StarHub slipped 4.4 per cent - or 16 cents - to $3.47, and Singtel dipped 2.5 per cent - or 10 cents - to $3.87.
Last December, Australian telecommunications firm TPG won the rights to launch Singapore's newest telco in 13 years with its aggressive $105 million bid, and the stocks of the three local telcos tumbled again.
Singtel shares were least affected, paring 0.8 per cent to $3.73, but StarHub slid 3.1 per cent to $2.81, and M1 sank 3.47 per cent to $1.95.
MyRepublic's announcement last week caused a blip on these stocks the next day.
On July 7, Singtel was one of the most active stocks of the day, and it had a 0.52 per cent decline.
M1 fell 0.47 per cent, and StarHub saw a 0.74 per cent dip.
Analysts expect more impact.
OCBC analyst Eugene Chua said in a note on July 7: "In our view, the impending entry of MyRepublic will further intensify competition within the industry even before TPG's launch of their services and put an even greater pressure on average revenue per user in a saturated market."
He maintained a neutral rating for the telecom sector pending further details.
Telco stocks in Singapore, which arguably belong to the defensive category, might no longer be as resilient - SGX statistics showed that the sector was the only one to register a year-on-year drop, with a 9.2 per cent fall.
In the year-to-date, results were more positive, with a 3 per cent total return.
Nonetheless, it is still the second poorest performer, tying with the energy sector. The healthcare sector was the worst performer, which saw a 2 per cent decline.
Analysts pointed out that an additional competitor will affect some telcos more than others, especially in Singapore, which has a mobile penetration rate of around 150 per cent.
Singtel, the biggest local telco, would probably be the least affected as its exposure to the Singapore market is smaller. It owns Optus, the second largest telecommunications company in Australia and has stakes in various telco firms in Indonesia, India and Thailand.
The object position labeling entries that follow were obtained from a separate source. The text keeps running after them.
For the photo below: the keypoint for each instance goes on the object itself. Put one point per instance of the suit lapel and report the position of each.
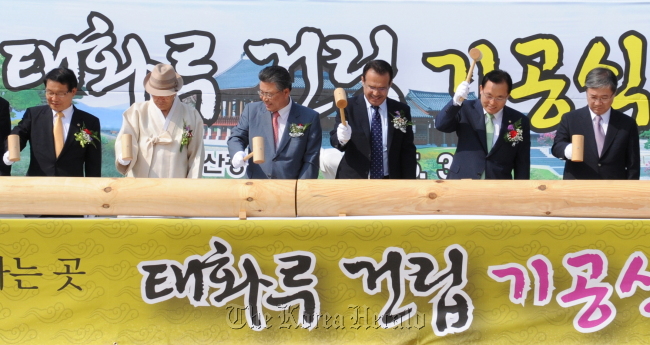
(612, 129)
(506, 120)
(46, 123)
(284, 136)
(76, 124)
(265, 119)
(389, 123)
(362, 118)
(477, 120)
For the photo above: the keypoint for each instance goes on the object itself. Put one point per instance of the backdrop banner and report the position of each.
(219, 47)
(294, 281)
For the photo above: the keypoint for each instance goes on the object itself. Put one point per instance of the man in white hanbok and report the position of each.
(167, 134)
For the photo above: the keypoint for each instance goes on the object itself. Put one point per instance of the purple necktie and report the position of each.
(376, 146)
(599, 134)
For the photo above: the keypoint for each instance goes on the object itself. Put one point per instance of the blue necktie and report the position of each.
(376, 146)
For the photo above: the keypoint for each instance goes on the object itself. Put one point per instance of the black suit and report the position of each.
(5, 128)
(471, 158)
(37, 125)
(620, 155)
(402, 163)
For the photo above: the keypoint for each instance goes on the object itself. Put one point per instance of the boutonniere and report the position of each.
(515, 134)
(85, 136)
(298, 130)
(187, 135)
(400, 121)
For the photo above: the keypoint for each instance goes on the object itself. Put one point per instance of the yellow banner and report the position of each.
(186, 281)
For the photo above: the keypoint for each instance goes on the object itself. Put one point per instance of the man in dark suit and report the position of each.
(292, 133)
(378, 139)
(493, 139)
(5, 128)
(611, 138)
(58, 133)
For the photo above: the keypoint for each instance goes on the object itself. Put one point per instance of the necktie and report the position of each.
(58, 134)
(600, 135)
(276, 115)
(489, 131)
(376, 146)
(489, 134)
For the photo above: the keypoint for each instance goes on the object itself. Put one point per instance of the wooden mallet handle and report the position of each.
(341, 101)
(577, 147)
(127, 147)
(476, 55)
(258, 151)
(13, 142)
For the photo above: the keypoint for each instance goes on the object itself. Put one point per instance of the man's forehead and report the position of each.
(599, 91)
(264, 86)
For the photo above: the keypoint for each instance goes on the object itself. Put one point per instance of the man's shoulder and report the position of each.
(628, 120)
(393, 103)
(85, 114)
(39, 109)
(517, 114)
(577, 112)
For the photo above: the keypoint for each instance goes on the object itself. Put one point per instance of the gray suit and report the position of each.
(296, 158)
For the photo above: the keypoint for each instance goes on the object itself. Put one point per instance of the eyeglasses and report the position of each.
(602, 99)
(492, 98)
(377, 89)
(267, 95)
(56, 94)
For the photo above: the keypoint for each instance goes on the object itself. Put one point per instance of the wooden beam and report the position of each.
(147, 197)
(330, 198)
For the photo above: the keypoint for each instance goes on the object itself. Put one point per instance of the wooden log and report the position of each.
(330, 198)
(147, 197)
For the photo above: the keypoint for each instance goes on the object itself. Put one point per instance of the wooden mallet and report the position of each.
(341, 101)
(13, 142)
(476, 55)
(258, 151)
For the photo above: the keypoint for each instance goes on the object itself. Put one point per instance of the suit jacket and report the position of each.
(295, 158)
(5, 129)
(355, 164)
(74, 160)
(620, 156)
(471, 158)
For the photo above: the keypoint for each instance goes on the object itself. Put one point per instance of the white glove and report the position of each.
(343, 133)
(5, 158)
(462, 91)
(121, 161)
(237, 161)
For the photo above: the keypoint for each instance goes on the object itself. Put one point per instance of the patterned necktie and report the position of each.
(58, 134)
(489, 134)
(600, 134)
(276, 115)
(376, 146)
(489, 131)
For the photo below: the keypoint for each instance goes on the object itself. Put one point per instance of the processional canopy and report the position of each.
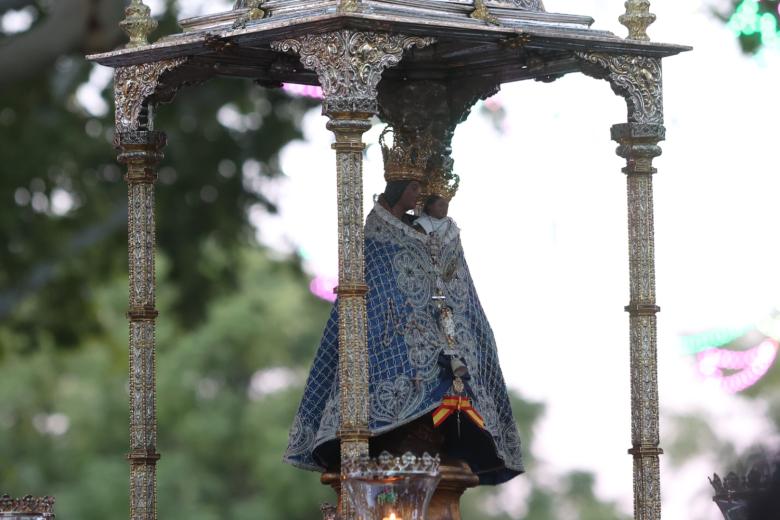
(503, 40)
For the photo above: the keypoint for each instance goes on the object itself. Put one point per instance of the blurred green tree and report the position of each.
(63, 219)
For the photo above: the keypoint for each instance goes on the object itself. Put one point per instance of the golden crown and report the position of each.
(407, 159)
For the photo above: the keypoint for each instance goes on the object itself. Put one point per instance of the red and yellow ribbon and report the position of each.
(456, 403)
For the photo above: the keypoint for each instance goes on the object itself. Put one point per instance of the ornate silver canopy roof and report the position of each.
(512, 40)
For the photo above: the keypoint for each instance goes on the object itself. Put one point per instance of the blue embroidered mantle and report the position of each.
(404, 344)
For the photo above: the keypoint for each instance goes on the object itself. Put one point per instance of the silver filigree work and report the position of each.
(349, 64)
(141, 152)
(133, 86)
(639, 146)
(637, 19)
(636, 78)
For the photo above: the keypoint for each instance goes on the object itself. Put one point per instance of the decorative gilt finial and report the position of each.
(138, 23)
(481, 12)
(348, 6)
(637, 18)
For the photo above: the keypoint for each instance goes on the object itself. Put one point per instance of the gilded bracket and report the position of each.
(638, 79)
(133, 86)
(349, 64)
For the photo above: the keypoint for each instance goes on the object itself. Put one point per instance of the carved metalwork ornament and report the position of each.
(138, 24)
(637, 19)
(133, 86)
(40, 507)
(481, 12)
(350, 64)
(636, 78)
A Credit Suisse report last September noted that M1 is likely to be most impacted, as 90 per cent of its service revenue comes from the mobile segment.
StarHub will also be affected by the rising competition in the mobile sector, as about 56 per cent of its service revenue comes from the mobile market.
"However, compared to M1, StarHub is better placed given its better bundling proposition and its much stronger footing in fixed-network services," wrote Mr Varun Ahuja.
"That said, we think StarHub's bundling proposition is likely to lose sheen in the medium to longer term with the emergence of IPTV boxes and over-the-top services."
The telcos are doing their best to deal with the impending competition.
For example, M1 and StarHub signed a memorandum of understanding to study potential further collaboration in mobile infrastructure sharing in January, which will allow both firms to roll out more cost effective next-generation networks to meet the fast growing demand of mobile data services, according to a press release.
Happenings at the three telcos
On Tuesday, Singtel's broadband subsidiary NetLink Trust priced its initial public offering at 81 cents a unit, making the $2.3 billion offer the biggest here in six years.
NetLink owns and operates the passive infrastructure for Singapore's next-generation national broadband network.
After this divestment, Singtel will hold less than a 25 per cent stake in NetLink.
Before MyRepublic's declaration that it would not be buying M1, speculation was also rife about takeover plans at the telco.
It included talks of a possible merger with StarHub, which was later quashed.
Stocks of M1 initially gained 7.88 per cent after M1's three biggest shareholders said they were undertaking a strategic review of their stakes in the telco.
StarHub announced last week that it has reached an agreement to acquire the remaining 49 per cent stake in Accel Systems & Technologies in two phases.
Following the completion of the two phases, Accel will be a wholly-owned subsidiary of StarHub.
Mr Tan Tong Hai, chief executive officer of StarHub, said: "Accel's cyber security solutions complement our network-based capabilities, making us well-placed to compete in major government and commercial cyber security tenders."